Asmussen surpassed the late Dale Baird (9,445) to become North America’s all-time winningest trainer Aug. 7, 2021, at Saratoga, according to Equibase. After reaching 10,000, Asmussen now has his sights on South American trainer Juan Suarez Villarroel, who has more than 10,300 career victories. That figure is reportedly a world record.

“Honestly, it’s very hard to keep track of it (victories) like it is over here, like on a daily basis or whatever,” Asmussen said. “I know I’m a long ways behind him.”

Bet He’s Ready represented Asmussen’s 10,002nd career worldwide victory. His North American total reflects victories in the United States and Canada. Asmussen also won two races in 2008 in the United Arab Emirates with Curlin, who captured Oaklawn’s $300,000 Rebel Stakes (G3) and $1 million Arkansas Derby (G2) as a 3-year-old in 2007. Asmussen’s 10,000th career worldwide victory came in Saturday’s first race at Oaklawn with Canada’s Customs.

Asmussen said he had no plans to stop at 10,000 and his final total likely will never be approached by another North American-based trainer. Hall of Famer Jerry Hollendorfer, 76, entered Friday with 7,759 career victories to rank third in North American history. Although Hollendorfer is still active, he hasn’t won more than 47 races in a year since 2019. Asmussen, who trains hundreds of horses, already had 35 victories this year through Thursday.

“Actually, for a trainer, he’s young,” said Keith Asmussen, who, along with wife Marilyn, run El Primero Training Center, where many of Steve Asmussen’s best horses have been broken. “He’s good for another 20 years.”

Asmussen entered Friday with 834 career victories at Oaklawn (No. 2 all time). The late Bob Holthus (867) is Oaklawn’s all-time winningest trainer. Asmussen has collected a record 12 Oaklawn training titles (2007, 2008, 2010, 2012, 2013, 2014, 2016, 2017, 2018, 2019, 2021 and 2021-2022).

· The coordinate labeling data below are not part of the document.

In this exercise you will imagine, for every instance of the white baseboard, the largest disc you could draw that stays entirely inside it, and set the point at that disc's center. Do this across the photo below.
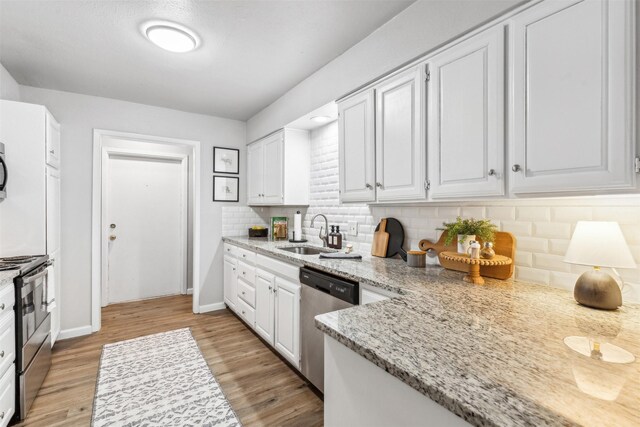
(74, 332)
(212, 307)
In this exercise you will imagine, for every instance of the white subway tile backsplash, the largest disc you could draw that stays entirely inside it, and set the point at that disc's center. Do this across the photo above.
(552, 230)
(542, 228)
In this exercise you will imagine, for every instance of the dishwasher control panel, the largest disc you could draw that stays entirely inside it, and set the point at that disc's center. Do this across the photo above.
(337, 287)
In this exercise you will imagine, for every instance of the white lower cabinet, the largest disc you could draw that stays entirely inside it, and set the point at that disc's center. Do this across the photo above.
(230, 282)
(287, 319)
(265, 283)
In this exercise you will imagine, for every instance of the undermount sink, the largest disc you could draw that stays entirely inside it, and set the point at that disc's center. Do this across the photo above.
(305, 250)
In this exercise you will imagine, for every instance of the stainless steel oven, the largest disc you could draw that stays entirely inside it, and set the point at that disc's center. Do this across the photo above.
(33, 328)
(4, 173)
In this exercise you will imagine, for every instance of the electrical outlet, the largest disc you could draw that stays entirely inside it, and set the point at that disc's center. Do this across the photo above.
(353, 228)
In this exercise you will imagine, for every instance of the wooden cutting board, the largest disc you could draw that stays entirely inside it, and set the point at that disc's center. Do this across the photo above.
(504, 244)
(380, 240)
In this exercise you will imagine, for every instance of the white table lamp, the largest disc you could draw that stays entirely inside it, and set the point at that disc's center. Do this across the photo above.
(598, 244)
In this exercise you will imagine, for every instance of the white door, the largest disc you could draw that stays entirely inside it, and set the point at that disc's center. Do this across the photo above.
(572, 95)
(230, 282)
(273, 168)
(255, 173)
(287, 320)
(356, 125)
(400, 141)
(265, 283)
(145, 213)
(466, 118)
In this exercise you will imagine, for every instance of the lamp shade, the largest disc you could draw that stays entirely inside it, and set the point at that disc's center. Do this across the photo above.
(600, 244)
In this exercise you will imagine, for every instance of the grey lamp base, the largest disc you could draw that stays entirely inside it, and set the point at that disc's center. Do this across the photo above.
(597, 289)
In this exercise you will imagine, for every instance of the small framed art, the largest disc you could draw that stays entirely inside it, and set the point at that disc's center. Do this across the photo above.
(225, 188)
(226, 160)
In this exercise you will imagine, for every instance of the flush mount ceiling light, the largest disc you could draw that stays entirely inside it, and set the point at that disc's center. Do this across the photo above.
(170, 36)
(321, 119)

Based on Equibase statistics through Thursday, Asmussen had 10,001 victories from 49,215 starts and purse earnings of $405,958,033 in his North American career. Asmussen’s purse earnings rank second in North American history.

In honor of Asmussen's achievement Monday, Oaklawn announced it would donate $10,000 to charity in his name, with $5,000 going to the Permanently Disabled Jockeys Fund and $5,000 to the Arkansas Thoroughbred Retirement and Rehabilitation Fund.

Finish Lines

Lisa Lazarus, CEO of HISA (Horseracing Integrity and Safety Act), is the special guest for Saturday’s “Dawn at Oaklawn.” Oaklawn handicapper/paddock analyst Nancy Holthus will interview Lazarus at 8 a.m. (Central) on the south grandstand apron. The free program includes barn tours at 7:30 a.m., 8:30 a.m. and 9 a.m. … Trainer Dan Peitz said he’s using Sunday’s eighth race, a $104,000 allowance sprint for Arkansas-breds, as King Peanut’s prep for the $150,000 Rainbow Stakes April 8 at Oaklawn. The Rainbow is for 3-year-old Arkansas-breds at 6 furlongs. … “Oaklawn Raceday,” featuring David Longinotti, director of Oaklawn Anywhere, and Equibase representative Jeff Taylor, can be heard Saturdays 11 a.m.-11:30 a.m. (Central) during the 2022-2023 meeting on Little Rock, Ark., radio station KABZ-FM 103.7 and www.1037thebuzz.com. Two-time Eclipse Award-winning trainer Brad Cox is this week’s special guest.